Reputation: 48697
I'm writing an x86 backend for a compiler and am finding it really tedious encoding the machine code for each assembly instruction I need and I'm obviously reinventing the wheel. Is there a declarative representation of this instruction set anywhere, e.g. an XML file mapping instruction operations and operands to bytes?
Upvotes: 4
Views: 569
Reputation: 1351
I am assuming below that you don't want to depend on something huge like LLVM at runtime.
The reason I have researched this question is that I want to add a machine code emitter to a self-hosting Lisp whose size is in the ballpark of 2000-3000 LoC. Settling with the current LLVM dependency, or the Gnu assembler dependency, would invalidate the very ideal behind this project: self-host from as little code as feasible.
Here's what I have found for now:
It's not trivial, and to generate your own code from its declarative description you'll need to write C++ code (unless you're ready to parse and process its format yourself). It's comprehensive, but not the simplest.

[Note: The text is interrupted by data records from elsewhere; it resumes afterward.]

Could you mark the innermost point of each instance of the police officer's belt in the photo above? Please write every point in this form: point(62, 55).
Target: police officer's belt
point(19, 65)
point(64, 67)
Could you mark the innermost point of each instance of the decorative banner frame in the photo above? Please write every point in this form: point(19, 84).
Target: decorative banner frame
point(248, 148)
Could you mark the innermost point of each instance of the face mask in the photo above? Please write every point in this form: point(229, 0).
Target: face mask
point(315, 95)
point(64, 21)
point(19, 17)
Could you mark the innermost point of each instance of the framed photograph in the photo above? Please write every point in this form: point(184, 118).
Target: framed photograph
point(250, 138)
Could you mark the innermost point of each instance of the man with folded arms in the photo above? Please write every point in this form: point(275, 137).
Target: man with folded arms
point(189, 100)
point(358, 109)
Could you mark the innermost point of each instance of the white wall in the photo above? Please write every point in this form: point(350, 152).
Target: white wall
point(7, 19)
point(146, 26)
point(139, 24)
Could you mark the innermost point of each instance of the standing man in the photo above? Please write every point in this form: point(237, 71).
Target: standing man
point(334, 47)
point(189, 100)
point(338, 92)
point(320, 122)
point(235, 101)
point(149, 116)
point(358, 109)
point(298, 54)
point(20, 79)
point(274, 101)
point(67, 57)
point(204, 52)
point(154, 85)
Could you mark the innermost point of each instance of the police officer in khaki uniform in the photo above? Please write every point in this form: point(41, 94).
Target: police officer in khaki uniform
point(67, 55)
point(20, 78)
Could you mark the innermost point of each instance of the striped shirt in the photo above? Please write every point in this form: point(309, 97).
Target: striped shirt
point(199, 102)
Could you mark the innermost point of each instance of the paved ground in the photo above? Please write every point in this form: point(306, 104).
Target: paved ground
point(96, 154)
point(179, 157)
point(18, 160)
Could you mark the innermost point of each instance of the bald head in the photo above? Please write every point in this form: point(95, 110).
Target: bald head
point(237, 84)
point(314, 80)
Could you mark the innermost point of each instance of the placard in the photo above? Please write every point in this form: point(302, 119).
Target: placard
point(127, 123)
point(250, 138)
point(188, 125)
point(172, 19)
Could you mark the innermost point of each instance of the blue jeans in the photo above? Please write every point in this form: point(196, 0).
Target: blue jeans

https://llvm.org/docs/TableGen/index.html
lib/Target/X86/X86InstrInfo.td
llvm-tblgen-10 --help
This is basically a web of #define
C macros that can be processed relatively simply (see a Lisp example).
Here are the copies/versions that I have found online:
https://github.com/cebix/macemu/blob/master/BasiliskII/src/uae_cpu/compiler/codegen_x86.h
https://unix.superglobalmegacorp.com/previous/newsrc/src/cpu/jit/codegen_x86.h.html
https://github.com/probonopd/previous/blob/master/src/cpu/jit/codegen_x86.h
Upvotes: 1
Reputation: 4220
I highly recommend using DynASM for this. It's not a declarative description, but it gives you absolute control over what instructions are emitted, and it's much easier to use than a declarative description would be. It's the ideal way of writing a platform-specific codegen IMO.
It is also very small and unimposing: the runtime is completely contained within a few hundred lines of .h
files.
See my DynASM tutorial for an example of writing a very simple codegen with DynASM.
Even if you're not convinced about DynASM, you'll find in the DynASM codebase a pretty concise declarative description of x86 instructions, which you might find useful.
Upvotes: 4